Ligand-Enabled β-C(sp3 )-H Lactamization of Tosyl-Protected Aliphatic Amides Using a Practical Oxidant.

The development of C(sp3 )-H functionalization reactions that use common protecting groups and practical oxidants remains a significant challenge. Herein we report a monoprotected aminoethyl thioether (MPAThio) ligand-enabled β-C(sp3 )-H lactamization of tosyl-protected aliphatic amides using tert-butyl hydrogen peroxide (TBHP) as the sole oxidant. This protocol features exceedingly mild reaction conditions, reliable scalability, and the use of practical oxidants and protecting groups. Further derivatization of the β-lactam products enables the synthesis of a range of biologically important motifs including β-amino acids, γ-amino alcohols, and azetidines.

Since the discovery of penicillin by Fleming in 1928, β‐lactams have featured widely among different classes of antibiotics. Although classic β‐lactam antibiotics consist of bicyclic rings, monocyclic β‐lactam variants, known as monobactams, have shown promising biological activity (Scheme 1A). Among methods to synthesize β‐lactams, β‐C(sp3)−H lactamization of amides provides a new route to access β‐lactams from ubiquitous and inexpensive aliphatic carboxylic acids (Scheme 1B).[ , , , ] The first example of β‐lactamization of aliphatic amides was reported by the Shi group in 2013, using the bidentate 2‐(pyridine‐yl)isopropyl (PIP) amine as a directing group (DG). Further studies on β‐lactamization were focused on the use of various DGs[ , , , ] and first‐row transition metals. These protocols typically employed quinoline(pyridine)‐amide based bidentate DGs to promote cyclometalation and subsequent C−N reductive elimination. To accommodate ligand acceleration, especially enantiocontrol by bidentate ligands, we have focused on the use of simple monodentate functional groups or common protecting groups to direct C−H lactamization. Despite recent success in ligand‐enabled β‐lactonization, analogous transformations using simple monodentate amides have not been developed thus far. Additionally, previously reported β‐lactamization methodologies using bidentate DGs pose practical limitations such as the use of silver salts[ , , , , , , ] and harsh conditions (microwave irradiation[ , ] or temperatures as high as 160 °C[ , , , , ]).

Scheme 1

β‐C(sp3)−H lactamization of aliphatic amides.
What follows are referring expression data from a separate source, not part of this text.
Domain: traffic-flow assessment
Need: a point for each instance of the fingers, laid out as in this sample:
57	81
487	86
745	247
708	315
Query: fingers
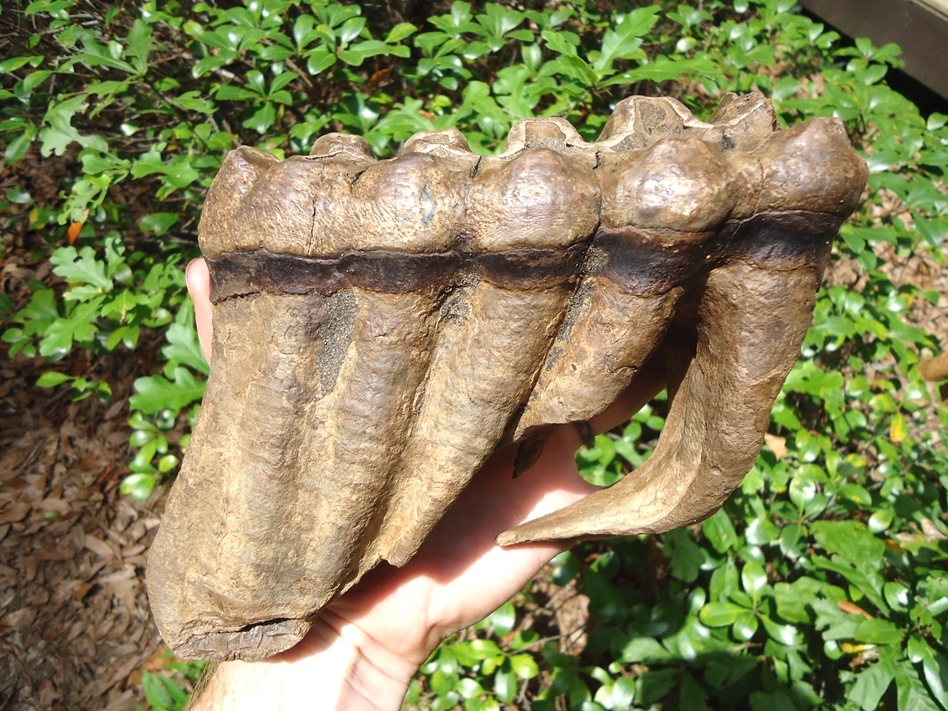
199	286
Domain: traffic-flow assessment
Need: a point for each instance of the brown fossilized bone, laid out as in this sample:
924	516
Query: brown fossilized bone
381	327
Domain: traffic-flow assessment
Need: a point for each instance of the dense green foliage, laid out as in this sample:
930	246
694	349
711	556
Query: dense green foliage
821	583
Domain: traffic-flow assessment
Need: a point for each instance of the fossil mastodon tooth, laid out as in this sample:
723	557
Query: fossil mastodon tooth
381	327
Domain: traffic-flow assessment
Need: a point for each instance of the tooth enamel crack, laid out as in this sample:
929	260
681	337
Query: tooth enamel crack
383	326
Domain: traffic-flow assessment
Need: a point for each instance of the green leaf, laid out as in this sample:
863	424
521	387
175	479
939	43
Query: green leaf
399	32
155	392
870	686
684	554
721	614
139	487
624	39
503	619
645	650
720	531
158	222
79	326
184	348
878	631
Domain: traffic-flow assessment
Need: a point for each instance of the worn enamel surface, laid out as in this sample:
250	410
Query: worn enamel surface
381	327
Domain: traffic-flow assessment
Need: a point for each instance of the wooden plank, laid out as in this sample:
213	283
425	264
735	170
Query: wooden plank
919	27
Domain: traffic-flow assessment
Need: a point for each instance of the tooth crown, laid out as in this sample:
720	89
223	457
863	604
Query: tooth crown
383	326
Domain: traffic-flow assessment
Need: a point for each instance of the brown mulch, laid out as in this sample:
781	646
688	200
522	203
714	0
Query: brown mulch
75	629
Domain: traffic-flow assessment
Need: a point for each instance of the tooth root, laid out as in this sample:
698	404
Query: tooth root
297	454
481	375
747	342
241	466
607	336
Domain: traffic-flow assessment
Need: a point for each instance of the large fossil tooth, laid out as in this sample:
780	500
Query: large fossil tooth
381	327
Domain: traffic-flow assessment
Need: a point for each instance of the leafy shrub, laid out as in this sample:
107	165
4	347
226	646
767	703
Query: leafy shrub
822	581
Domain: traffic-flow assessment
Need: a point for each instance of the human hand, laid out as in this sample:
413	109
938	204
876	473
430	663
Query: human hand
365	647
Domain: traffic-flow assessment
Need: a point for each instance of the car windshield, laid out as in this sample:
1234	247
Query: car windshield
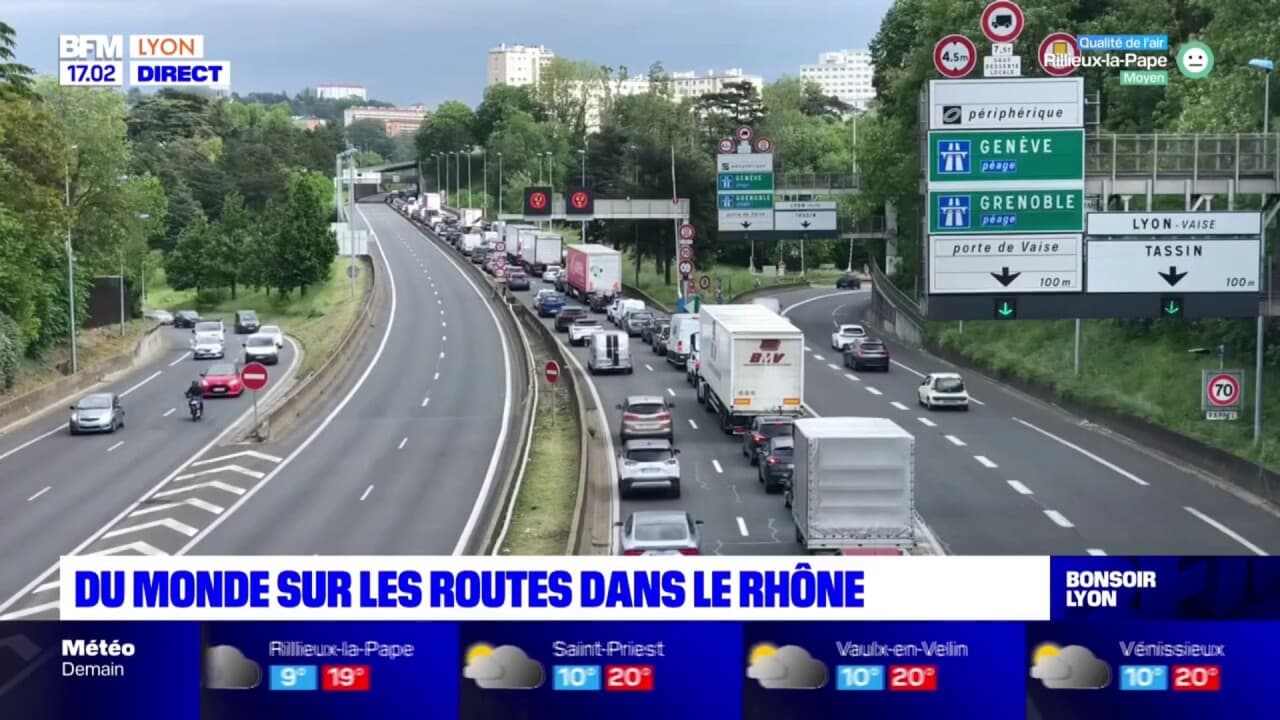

The past two decades have witnessed dramatic developments in new carbon‐carbon and carbon‐heteroatom bond‐forming strategies using PdII/PdIV catalysis. The inherent ability of PdIV to incorporate up to six ligands for participation in the reductive elimination has led to diverse transformations that are impossible using conventional PdII chemistry. Our group is particularly interested in using the bystanding oxidant strategy in PdII/PdIV chemistry to promote the otherwise difficult reductive elimination step required for the synthesis of small heterocycles. Recently, we reported an unprecedented β‐C(sp3)−H lactonization of free carboxylic acids. The use of tert‐butyl hydrogen peroxide (TBHP) as a bystanding oxidant and a β‐amino acid ligand is crucial to promote the selective reductive elimination to yield highly strained β‐lactones. However, despite their potential utility as targeted covalent inhibitors, β‐lactones are less stable both in solution at pH 7 and in serum, compared with their homologous β‐lactams. Although we have recently developed a ligand enabled γ‐C(sp3)−H lactamization of amino acid derived native amides using TBHP as the terminal oxidant, this ligand was not reactive for β‐C−H lactamization. Thus, we embarked on the development of a ligand to β‐lactamization from abundant aliphatic carboxylic acid derived amides using a practical oxidant.

Herein, we report a β‐C(sp3)−H lactamization of aliphatic amides using common sulfonyl‐based protecting groups (Ts, Mbs, Ns, Cs, SES, and Ms) (Scheme 1C). Using a monoprotected aminoethyl thioether (MPAThio) ligand proved crucial to the success of this reaction. Moreover, the use of the inexpensive oxidant TBHP (70 % in water, $5/mol) renders this reaction both practical and scalable. Compared to other C−H activation protocols, this reaction protocol features exceedingly mild conditions, reliable scalability, the use of practical oxidants and protecting groups, and exclusive monoselectivity. Further derivatization of β‐lactam products enables the synthesis of a range of biologically important motifs including β‐amino acids, γ‐amino alcohols, and azetidines.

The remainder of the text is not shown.